Brad Pitt calls Babylon, a movie set in 1920s Hollywood, ‘mayhem’, Latest Movies News - The New Paper

Brad Pitt calls Babylon, a movie set in 1920s Hollywood, ‘mayhem’

LOS ANGELES – Babylon, the latest offering from acclaimed director Damien Chazelle, is a sprawling, chaotic tale of ambition and decadence set in 1920s Hollywood – a time of sex- and cocaine-filled parties as well as real cultural change, with the move away from silent films.

Expectations for the movie, which opens in Singapore cinemas on Thursday, ran high ahead of its release in the United States in 2022.

This was because of A-list leads Brad Pitt and Margot Robbie as well as the hype around Chazelle – the hotshot film-maker behind the Oscar-winning musical dramas La La Land (2016) and Whiplash (2014).

But the film divided critics after its debut in the US last December, where it bombed at the box office, with many viewers complaining about its long run time of 189 minutes.

And it turns out that Pitt and other members of the cast also had doubts about how Chazelle would pull off his lengthy, ambitious film – a story Pitt describes as “mayhem” and Robbie calls “insane”.

At a screening in Los Angeles, it is revealed that there was even a four-hour version, with Chazelle and his stars wistfully recounting all the elaborate scenes they shot that ended up on the cutting-room floor.

Says Pitt, who plays a silent-film star named Jack Conrad: “The script was 180 pages long and it’s hard enough to shoehorn 120 pages into a film.

“So my first question to Damien was, ‘What’s going to get cut?’ And he said, ‘Nothing. I’m going to pace this thing at a minute a page,’” recalls the 59-year-old American actor, who won an Oscar for another drama about Tinseltown history, Once Upon A Time In... Hollywood (2019).

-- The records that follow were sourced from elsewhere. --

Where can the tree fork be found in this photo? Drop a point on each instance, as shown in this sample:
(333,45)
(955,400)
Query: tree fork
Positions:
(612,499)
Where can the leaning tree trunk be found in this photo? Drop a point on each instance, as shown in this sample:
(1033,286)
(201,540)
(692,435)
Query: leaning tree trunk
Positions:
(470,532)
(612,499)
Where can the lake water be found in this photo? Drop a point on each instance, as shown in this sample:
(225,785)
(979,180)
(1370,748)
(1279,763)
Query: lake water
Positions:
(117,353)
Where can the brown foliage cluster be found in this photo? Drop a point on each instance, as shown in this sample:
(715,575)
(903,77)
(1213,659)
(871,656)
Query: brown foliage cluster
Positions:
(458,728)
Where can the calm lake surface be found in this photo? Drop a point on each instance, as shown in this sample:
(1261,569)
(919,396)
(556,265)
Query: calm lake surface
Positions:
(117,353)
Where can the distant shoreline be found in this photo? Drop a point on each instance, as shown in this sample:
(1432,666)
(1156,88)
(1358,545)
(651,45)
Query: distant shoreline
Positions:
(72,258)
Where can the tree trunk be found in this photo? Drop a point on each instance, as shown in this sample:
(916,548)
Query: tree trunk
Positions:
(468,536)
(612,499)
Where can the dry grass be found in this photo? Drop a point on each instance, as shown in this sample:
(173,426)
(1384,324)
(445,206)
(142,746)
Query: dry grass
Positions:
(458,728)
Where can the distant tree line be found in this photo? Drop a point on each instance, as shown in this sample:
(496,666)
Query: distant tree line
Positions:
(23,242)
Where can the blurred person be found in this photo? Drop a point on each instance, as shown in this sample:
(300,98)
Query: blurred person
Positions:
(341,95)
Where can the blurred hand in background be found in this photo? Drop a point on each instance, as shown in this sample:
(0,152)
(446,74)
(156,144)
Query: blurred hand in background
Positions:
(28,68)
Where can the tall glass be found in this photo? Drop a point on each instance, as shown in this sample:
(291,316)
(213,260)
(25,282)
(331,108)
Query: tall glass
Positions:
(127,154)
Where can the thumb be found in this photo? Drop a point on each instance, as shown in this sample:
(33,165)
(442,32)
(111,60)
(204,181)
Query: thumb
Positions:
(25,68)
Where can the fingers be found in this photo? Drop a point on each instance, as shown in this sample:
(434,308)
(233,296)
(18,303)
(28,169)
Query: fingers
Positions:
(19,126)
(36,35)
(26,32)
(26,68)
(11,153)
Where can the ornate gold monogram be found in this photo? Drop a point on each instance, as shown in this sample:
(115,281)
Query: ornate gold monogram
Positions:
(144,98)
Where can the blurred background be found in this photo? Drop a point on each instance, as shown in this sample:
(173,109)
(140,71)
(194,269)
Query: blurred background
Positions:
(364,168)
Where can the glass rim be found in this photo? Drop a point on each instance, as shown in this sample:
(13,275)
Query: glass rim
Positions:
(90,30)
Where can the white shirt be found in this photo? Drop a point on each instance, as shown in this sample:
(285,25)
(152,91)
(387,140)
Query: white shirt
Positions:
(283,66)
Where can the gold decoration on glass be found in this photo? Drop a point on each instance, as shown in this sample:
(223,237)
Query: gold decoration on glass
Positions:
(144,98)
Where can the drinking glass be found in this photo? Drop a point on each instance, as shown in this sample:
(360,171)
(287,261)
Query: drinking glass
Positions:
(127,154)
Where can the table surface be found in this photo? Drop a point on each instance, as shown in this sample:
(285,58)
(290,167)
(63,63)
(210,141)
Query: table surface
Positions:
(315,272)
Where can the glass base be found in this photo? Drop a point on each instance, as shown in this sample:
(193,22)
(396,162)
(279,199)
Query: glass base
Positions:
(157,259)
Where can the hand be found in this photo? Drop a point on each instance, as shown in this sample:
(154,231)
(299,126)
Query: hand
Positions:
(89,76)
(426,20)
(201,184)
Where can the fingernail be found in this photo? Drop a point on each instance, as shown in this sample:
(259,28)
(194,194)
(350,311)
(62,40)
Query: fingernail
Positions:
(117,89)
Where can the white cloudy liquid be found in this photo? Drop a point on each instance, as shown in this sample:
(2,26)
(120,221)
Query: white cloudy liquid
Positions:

“And it pretty much turned out that way, to Damien’s credit. I was surprised at how much stayed in the movie.”

Pitt says he had been itching to work with Chazelle since his breakout work Whiplash. And the film-maker’s reputation got a further boost in 2017, when he became the youngest person to win the Best Director Oscar for La La Land at age 32.

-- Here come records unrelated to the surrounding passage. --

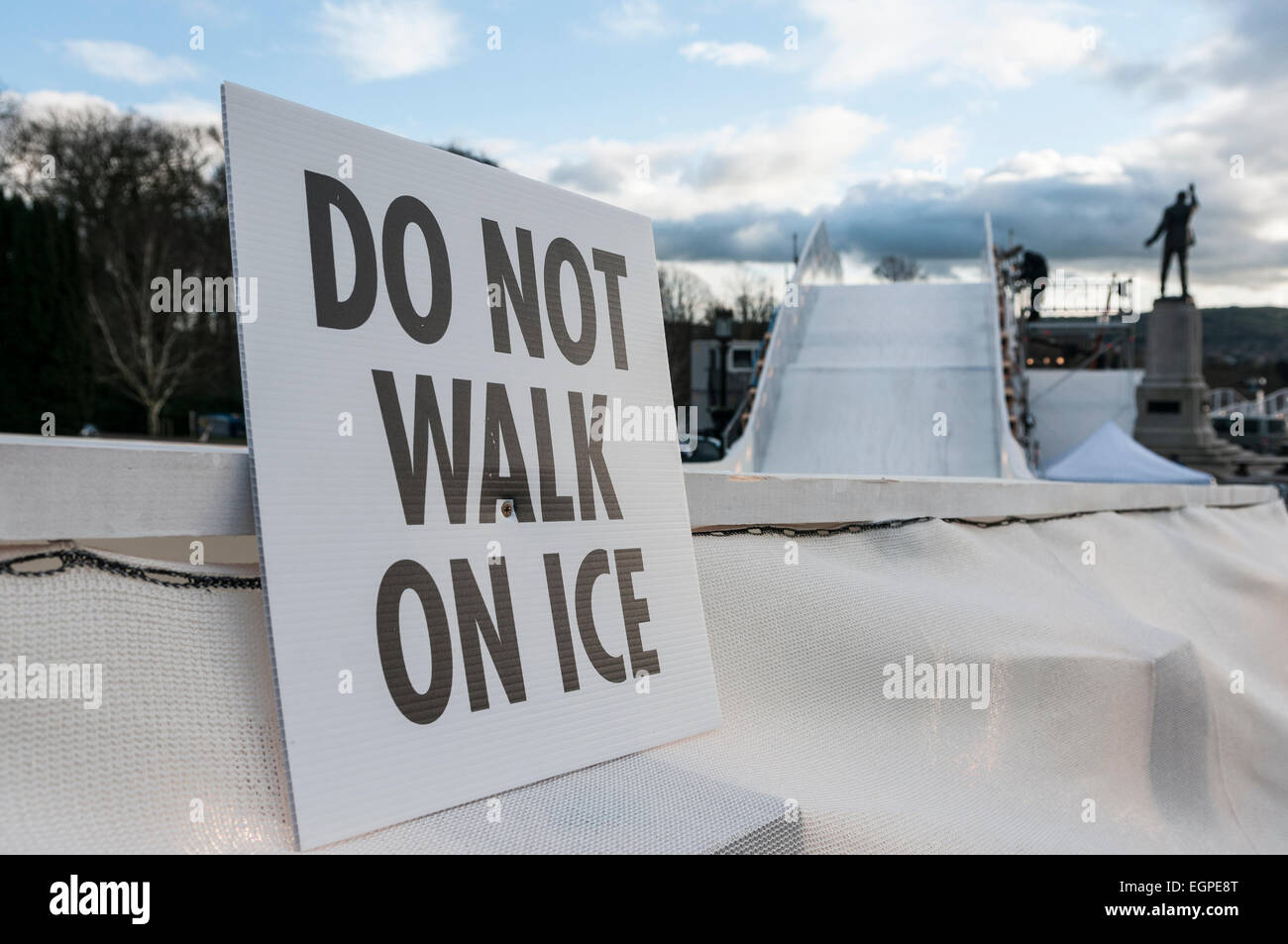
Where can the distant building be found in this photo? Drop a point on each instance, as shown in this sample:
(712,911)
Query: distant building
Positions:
(704,377)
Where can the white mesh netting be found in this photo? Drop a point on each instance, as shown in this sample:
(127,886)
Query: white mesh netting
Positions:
(1109,682)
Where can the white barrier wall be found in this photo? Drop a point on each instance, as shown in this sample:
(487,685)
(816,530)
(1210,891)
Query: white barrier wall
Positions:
(1136,687)
(1068,406)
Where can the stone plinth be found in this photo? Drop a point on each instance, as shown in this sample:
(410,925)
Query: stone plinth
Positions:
(1170,400)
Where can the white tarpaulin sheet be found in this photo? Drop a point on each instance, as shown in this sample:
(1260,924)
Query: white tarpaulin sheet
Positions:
(1134,703)
(1111,455)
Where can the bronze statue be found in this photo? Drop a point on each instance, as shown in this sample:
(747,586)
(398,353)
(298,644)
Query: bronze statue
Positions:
(1177,239)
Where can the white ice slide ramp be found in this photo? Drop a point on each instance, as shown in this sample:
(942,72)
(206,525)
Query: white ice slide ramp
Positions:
(857,376)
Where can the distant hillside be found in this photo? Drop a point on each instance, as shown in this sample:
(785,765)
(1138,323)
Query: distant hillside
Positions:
(1245,333)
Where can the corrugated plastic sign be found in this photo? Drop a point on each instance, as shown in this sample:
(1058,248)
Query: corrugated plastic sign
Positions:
(472,515)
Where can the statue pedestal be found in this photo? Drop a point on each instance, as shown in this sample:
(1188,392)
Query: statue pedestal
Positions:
(1170,402)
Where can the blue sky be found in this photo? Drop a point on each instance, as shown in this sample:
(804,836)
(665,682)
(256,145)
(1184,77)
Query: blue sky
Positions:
(897,123)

Then Pitt read the script for Babylon. “And – you saw it – it’s mayhem,” he says with a smile.

But the story is also “really well grounded” in the history of Hollywood’s silent era, he adds.

“I had kind of dismissed that era,” Pitt says. “I hadn’t really paid attention to it because it’s not an acting style I relate to and it’s not what we gravitate to now. It wasn’t until I saw some of the films, at Damien’s urging, that you find a real charm and warmth in them.”

Margot Robbie and Diego Calva in Babylon. PHOTO: UIP

Robbie had a similar reaction to the screenplay, which casts her as an aspiring actress named Nellie LaRoy – a character based on silent-film sex symbol Clara Bow.

Says the 32-year-old, who starred in the comedy The Wolf Of Wall Street (2013) and was Oscar-nominated for the biopic I, Tonya (2017): “I remember reading the script and being particularly terrified and excited by the whole thing.”

She wondered how she would pull off two especially wild scenes, one involving a rattlesnake and another, throwing up.

“You know when you read a script and even the night before (filming), you’re, like, ‘I don’t know what to do in this scene, it’s so insane.’”

Chazelle was also unlike any director she has worked with.

“I give it a lot on my first take, like, I go big,” Robbie says. “But Damien comes up to me after that first take and he’s, like, ‘Um, that was great, we just need way more.’

“And I was, like, ‘I don’t know if I have more.’”

But she rose to the occasion and, while it ended up being the “hardest I’ve ever worked on a film”, Robbie loves the fact that Chazelle demands so much.

“My favourite thing about him is that he expects so much from you as an actor,” she adds.

Babylon opens in cinemas on Thursday.